Cet article ne remplacera pas l’expertise nécessaire pour mener à bien une enquête, mais il vous aidera à en comprendre le processus à haut niveau si vous aviez à traiter une plainte ou à la vivre comme étant une partie impliquée.

Que faire lorsque vous recevez une plainte en matière de harcèlement au travail?

Vous devez être rapide et faire plusieurs choses simultanément tout en conservant la confidentialité de la plainte :

  • Relire ce que dit votre politique et procédure en la matière, si votre entreprise en possède une ;
  • Informer la personne mise en cause d’une plainte déposée à son endroit ;
  • Faire cesser la conduite alléguée en instaurant une mesure transitoire au besoin ;
  • Étudier la recevabilité de la plainte. De l’étude de cette recevabilité de la plainte naîtra votre obligation de faire enquête et donc, d’éventuellement nommer un enquêteur au dossier et de lui confier officiellement le mandat d’enquêter ;
  • Préparer un calendrier des rencontres et définir le lieu où elles se tiendront.
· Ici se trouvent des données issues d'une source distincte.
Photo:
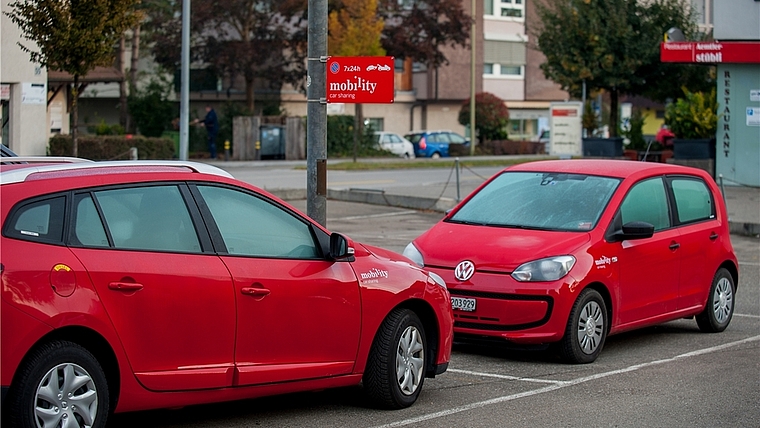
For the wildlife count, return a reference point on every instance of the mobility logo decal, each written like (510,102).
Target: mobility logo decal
(373,276)
(603,261)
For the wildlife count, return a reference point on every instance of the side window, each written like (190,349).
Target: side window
(87,228)
(646,201)
(251,226)
(693,200)
(148,218)
(40,221)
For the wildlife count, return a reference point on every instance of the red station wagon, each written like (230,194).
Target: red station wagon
(139,285)
(570,251)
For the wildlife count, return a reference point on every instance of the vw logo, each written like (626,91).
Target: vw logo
(464,270)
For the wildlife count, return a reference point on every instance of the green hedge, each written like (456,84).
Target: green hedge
(113,147)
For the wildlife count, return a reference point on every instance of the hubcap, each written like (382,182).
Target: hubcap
(66,397)
(590,327)
(723,300)
(410,360)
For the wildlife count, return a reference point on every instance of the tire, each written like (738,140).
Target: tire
(719,308)
(396,365)
(60,384)
(586,329)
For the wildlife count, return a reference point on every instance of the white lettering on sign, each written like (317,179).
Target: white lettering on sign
(358,84)
(709,57)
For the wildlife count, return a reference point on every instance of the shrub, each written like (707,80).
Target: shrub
(693,117)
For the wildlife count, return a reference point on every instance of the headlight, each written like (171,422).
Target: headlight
(437,278)
(414,254)
(549,269)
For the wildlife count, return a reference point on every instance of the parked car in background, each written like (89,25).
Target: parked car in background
(570,251)
(434,144)
(6,152)
(395,144)
(149,284)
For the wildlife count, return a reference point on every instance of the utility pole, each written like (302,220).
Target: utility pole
(473,133)
(316,113)
(184,101)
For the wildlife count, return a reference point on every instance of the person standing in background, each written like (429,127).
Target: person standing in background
(212,128)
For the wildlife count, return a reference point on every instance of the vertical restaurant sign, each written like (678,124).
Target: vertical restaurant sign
(360,79)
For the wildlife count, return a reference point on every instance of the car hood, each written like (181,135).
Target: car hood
(493,248)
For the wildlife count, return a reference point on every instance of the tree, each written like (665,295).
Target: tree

Le lieu devrait permettre de garantir la confidentialité des rencontres;
  • Important à prendre en considération : si les comportements reprochés se rapportent au Code criminel (agression sexuelle, par exemple), il faudrait que les autorités compétentes soient informées, car l’enquête relèverait alors de leur compétence.

Plus précisément, en quoi consistent ces étapes?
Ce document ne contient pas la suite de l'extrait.